Updated: Jul 20, 2023

Vanguard Global Chief Economist Joe Davis recently rolled out his “forecast” for a 50% probability of a stock market correction in 2020. 50/50? …That’s not even a forecast.

Besides being a total disservice to investors, his forecast-- or whatever you want to call it-- is probably just plain wrong. I’d say the probability is much higher, probably more like what they’re saying over at Wells Fargo, that we’ll see a five to ten per cent correction in early 2020. Beyond the early part of the year, if I were to set all personal bias aside, I’d say that a unified Democratic result, where the party secures the presidency as well both chambers of Congress, would be terrible for stocks. On the other hand, an executive branch and legislative branch at odds with each other would likely mean a very strong end to the year for equities.

But of course, we have to keep it in perspective. Tax cuts, the Fed, the deficit, the national debt, earnings, politics, etc. are all things that we know. 2019 may have felt difficult based on the headlines, but the reality is that people made a lot of money last year, and all these things are baked in. As Jeff Gundlach likes to say, this is the "bloodless verdict" of the market-- and the market was up big.

Record prices and peak valuations have raised concerns over the outlook for stocks, but the 2010’s provided us with some valuable lessons that I think will prove to be helpful in the coming decade:

  • Your asset allocation will likely have a bigger impact on your performance than your security selection. Asset allocation is perhaps more boring than security selection, but it will almost always be the most significant part of your performance attribution.

  • Something will happen this year that doesn’t make any sense at all. Something is bound to defy expectations whether it involves geopolitics, irrational market movements, corporate takeovers, huge gainers, huge losers, or whatever. I’ve learned I’ll almost always be surprised by markets to some degree and that the trick is to not be surprised that you’re surprised.

  • In order to be successful, you will need to invest for time in the market, not timing the market. The single best investment you can make will likely be an increase in your savings rate.
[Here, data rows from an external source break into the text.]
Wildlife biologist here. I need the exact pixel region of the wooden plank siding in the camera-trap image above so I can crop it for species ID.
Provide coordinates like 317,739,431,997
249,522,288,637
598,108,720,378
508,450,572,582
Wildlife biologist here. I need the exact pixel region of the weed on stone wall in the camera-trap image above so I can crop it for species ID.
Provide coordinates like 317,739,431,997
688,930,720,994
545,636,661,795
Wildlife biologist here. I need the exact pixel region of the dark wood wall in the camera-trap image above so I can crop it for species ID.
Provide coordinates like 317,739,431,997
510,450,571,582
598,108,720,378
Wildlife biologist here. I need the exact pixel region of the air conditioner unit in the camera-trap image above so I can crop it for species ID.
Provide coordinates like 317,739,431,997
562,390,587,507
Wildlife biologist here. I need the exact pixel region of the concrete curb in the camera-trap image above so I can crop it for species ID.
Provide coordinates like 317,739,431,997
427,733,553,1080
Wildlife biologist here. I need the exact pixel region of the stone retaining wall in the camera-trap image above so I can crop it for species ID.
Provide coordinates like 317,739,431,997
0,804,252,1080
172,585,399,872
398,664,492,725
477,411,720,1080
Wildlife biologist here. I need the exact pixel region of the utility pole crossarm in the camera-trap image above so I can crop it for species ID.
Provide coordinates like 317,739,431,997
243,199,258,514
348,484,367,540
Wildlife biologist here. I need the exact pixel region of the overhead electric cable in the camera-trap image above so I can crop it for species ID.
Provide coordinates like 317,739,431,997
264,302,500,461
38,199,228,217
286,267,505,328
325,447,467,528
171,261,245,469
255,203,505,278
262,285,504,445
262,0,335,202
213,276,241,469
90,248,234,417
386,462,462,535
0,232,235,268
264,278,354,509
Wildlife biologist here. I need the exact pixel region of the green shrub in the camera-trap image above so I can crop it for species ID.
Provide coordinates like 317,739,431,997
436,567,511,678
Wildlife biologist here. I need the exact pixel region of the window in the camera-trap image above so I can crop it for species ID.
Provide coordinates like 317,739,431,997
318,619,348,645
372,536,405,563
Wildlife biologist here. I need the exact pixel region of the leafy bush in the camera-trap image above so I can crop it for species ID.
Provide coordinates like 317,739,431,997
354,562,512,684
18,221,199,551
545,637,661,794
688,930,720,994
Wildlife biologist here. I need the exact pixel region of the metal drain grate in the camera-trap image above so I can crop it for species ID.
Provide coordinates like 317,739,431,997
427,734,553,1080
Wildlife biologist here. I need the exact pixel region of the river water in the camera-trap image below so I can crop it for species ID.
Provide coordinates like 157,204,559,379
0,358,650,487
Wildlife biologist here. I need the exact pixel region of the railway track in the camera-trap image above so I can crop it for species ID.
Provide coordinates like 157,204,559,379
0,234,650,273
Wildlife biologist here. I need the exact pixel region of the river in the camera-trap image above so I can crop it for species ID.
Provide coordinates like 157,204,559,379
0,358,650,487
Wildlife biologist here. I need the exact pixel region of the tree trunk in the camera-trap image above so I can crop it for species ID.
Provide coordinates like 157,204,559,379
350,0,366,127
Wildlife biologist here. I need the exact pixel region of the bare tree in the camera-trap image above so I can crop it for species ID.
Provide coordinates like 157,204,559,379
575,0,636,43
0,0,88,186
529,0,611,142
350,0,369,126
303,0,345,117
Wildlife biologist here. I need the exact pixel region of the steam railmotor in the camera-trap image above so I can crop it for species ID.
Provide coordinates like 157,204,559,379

“Timing” markets is a difficult task even for professional investors, and while investors may be lucky enough to avoid drawdowns, they may still fail to benefit from rebounds. We view a long-term, strategic mindset as the bedrock of investment strategy, and that’s certainly not changing in 2020. The point is that we probably will see some bouts of volatility in the coming year, but we expect moderate economic growth, subdued inflation, and fluid political dynamics to be supportive for equities. When it comes to price corrections, valuations normalize through earnings and time.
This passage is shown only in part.